Comparative genomic analysis

Protein sequences from 54 nematodes were retrieved from WormBase ParaSite (WBPS14). In case of multiple isoforms, the longest isoform was chosen as the representative sequence [20, 33, 42,43,44,45,46,47,48,49,50,51,52,53,54,55,56,57,58]. To assess the completeness level of gene annotations, the BUSCO pipeline (version 4.1.1) was run in protein mode with the nematode odb10 data set (Creation date: 2019-11-20, number of species: 7, number of BUSCOs: 3131). This combination of BUSCO and odb10 was used for most analyses (Figs. 1, 2 and 3). However, for comparisons with a set of orthologous genes, which include data from P. pacificus, the BUSCO pipeline (version 3.0.1) was run with the nematode odb9 data set (Creation date: 2016-02-13, number of species: 8, number of BUSCOs: 982). From the result files of the BUSCO pipeline, genes that were classified to be missing were extracted and compared with predicted one-to-one orthologs for C. elegans genes that were obtained by best-reciprocal BLASTP searches (version 2.6.0, e-value < 0.0001, bitscores were used to define the best BLASTP hit). From the BLASTP results, bitscores, percentage identity, and alignment lengths were extracted and used for comparison between the BUSCO orthologs and best-reciprocal hits. For visualization and comparison of BLASTP features, the set of 1490 BUSCO genes with orthologs in all diplogastrid genomes (Fig. 3a) was repeatedly downsampled to match the 101 putative orthologs that were identified by best-reciprocal BLASTP searches (Fig. 3b). Phylogenies of selected orthologous groups were generated by extracting the corresponding BUSCO orthologs in the high quality gene annotations of C. elegans, Haemonchus contortus, Brugia malayi, Onchocerca volvulus, and Trichinella spiralis and combining these with the best-reciprocal hits in the diplogastrid genomes.
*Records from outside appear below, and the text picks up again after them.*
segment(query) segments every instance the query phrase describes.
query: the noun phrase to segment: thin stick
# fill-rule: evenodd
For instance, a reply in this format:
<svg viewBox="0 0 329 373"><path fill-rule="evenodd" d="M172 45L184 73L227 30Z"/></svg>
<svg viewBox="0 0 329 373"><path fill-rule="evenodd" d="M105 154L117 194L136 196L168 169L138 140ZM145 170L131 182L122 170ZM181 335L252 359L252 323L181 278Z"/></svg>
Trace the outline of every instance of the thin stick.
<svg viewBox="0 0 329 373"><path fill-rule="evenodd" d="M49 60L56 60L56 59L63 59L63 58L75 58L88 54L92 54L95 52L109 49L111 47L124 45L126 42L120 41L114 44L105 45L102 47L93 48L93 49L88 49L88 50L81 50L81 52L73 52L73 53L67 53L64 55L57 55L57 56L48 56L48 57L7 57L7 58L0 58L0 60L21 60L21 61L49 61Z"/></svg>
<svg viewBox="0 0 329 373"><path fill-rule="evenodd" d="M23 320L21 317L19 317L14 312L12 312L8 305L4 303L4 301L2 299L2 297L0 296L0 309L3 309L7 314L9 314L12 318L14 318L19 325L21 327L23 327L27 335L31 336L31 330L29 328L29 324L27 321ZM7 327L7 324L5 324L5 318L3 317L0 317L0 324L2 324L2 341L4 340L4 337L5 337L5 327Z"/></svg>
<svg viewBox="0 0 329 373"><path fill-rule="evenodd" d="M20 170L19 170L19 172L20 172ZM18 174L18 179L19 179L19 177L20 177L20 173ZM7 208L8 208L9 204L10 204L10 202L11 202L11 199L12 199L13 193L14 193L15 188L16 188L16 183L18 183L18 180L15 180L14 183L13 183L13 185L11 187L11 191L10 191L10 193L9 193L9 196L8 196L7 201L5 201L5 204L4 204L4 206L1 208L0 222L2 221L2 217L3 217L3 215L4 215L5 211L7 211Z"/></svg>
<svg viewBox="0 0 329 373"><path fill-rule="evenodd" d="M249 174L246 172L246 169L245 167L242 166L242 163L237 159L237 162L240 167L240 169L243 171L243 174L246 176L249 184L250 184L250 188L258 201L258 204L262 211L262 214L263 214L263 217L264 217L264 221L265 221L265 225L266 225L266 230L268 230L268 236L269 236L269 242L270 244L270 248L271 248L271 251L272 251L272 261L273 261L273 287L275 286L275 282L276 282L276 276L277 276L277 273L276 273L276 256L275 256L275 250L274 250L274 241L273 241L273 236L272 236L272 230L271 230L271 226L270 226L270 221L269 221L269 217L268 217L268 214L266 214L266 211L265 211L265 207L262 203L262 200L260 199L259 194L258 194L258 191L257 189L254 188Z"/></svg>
Subsequently, protein sequences were aligned by the MUSCLE program (version 3.8.31, default options) and maximum likelihood trees were calculated using the phangorn package in R (version 3.4.4, LG substitution model with optimization of base frequencies and invariant sites, 100 bootstrap pseudoreplicates) [59, 60]. The orthologous T. spiralis sequences, as identified by BUSCO pipeline, were used to root the trees.